Columbiana begins K-9 campaign
COLUMBIANA — The son of the area’s first K-9 handler is confident he can get a K-9 program started in the city.
Police Chief Tim Gladis told council this past week that officer Bryan Granchie is gathering donation pledges to cover the cost of acquiring a K-9.
Granchie’s father, Thomas Granchie, who spent 30 years with the Struthers Police Department, was one of the first handlers in the area back in 1988, Gladis said.
He added it will cost around $55,000 to get the program started, with the cost of acquiring the K-9 and its necessary training amounting to about $14,000. The remainder of the cost would be for outfitting a police cruiser and veterinary care.
He said the department already has a commitment from the Blackwood Pet Food company to donate food for the K-9 for the next few years.
The Blackwood company announced in September of 2016 it wanted to help defray the cost of keeping K-9 units for departments nationwide by providing a 30-pound bag of food each month to agencies participating in its K-9 Feeding Program.
The county sheriff’s office was among the first to participate in the program when it was launched that year, according to the company’s website, blackwoodpetfood.com.
The food brand is available in some local businesses.
Gladis said the department is looking into acquiring a German shepherd, Belgian malinois or a Dutch shepherd and is discussing options with a few different kennels.
The K-9 would be used for search and apprehension and drug tracking.
“I really believe he is going to meet the goal of getting this thing funded and get it off the ground,” Gladis said of Granchie’s donation efforts. “This would not come out of taxpayer dollars but would be funded by this community for this community.”
He said the department anticipates having the K-9 in operation by June of this year if the donations come in.
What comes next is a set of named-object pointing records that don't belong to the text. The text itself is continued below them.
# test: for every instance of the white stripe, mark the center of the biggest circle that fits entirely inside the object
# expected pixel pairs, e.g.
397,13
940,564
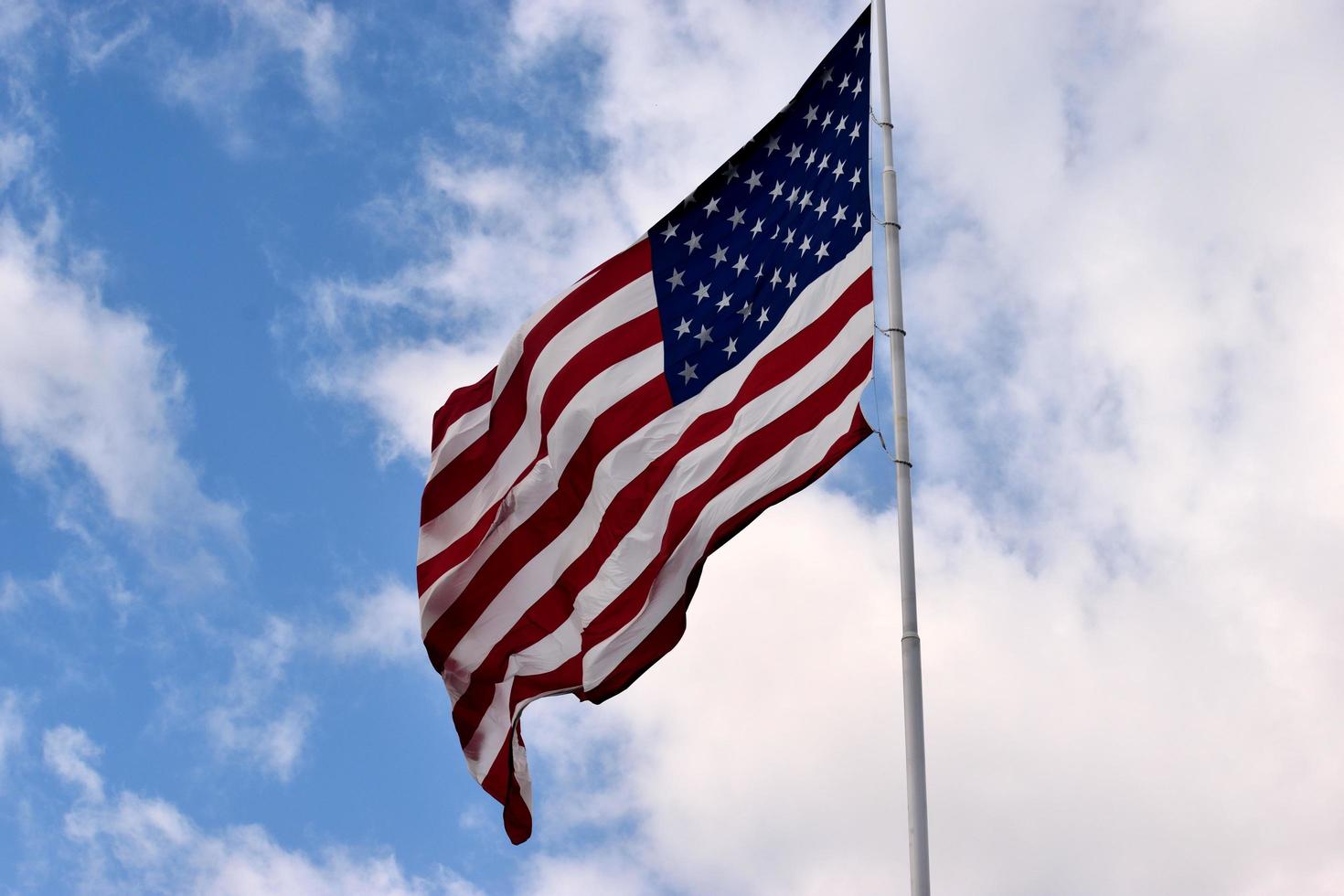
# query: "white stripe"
624,463
620,308
514,351
801,455
644,541
464,430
It would be handled by Granchie.
The department has already updated its policies to include a K-9, he added.
He went on to say that a K-9 unit will help the department with its new intelligence-led policing program that is focusing on trafficking of all sorts.
The department began its own Hometown Enforcement Against Trafficking (HEAT) program last year.
“We want you to know that if you come here there is a high likelihood that you are going to get caught,” he said.
He added that the program includes looking at treatment and education options for addicts and others committing drug or trafficking crimes since prison time doesn’t always correct the problem.
Anyone wishing to donate to the K-9 program should make checks payable to the Columbiana Police Department, with K-9 program listed on the memo.
Donations can be mailed to 28 S. Vine St., Columbiana, Ohio 44408.
Gladis said all donations will go into a line item account in the city’s coffers that will be earmarked for the K-9 program and used for that purpose only.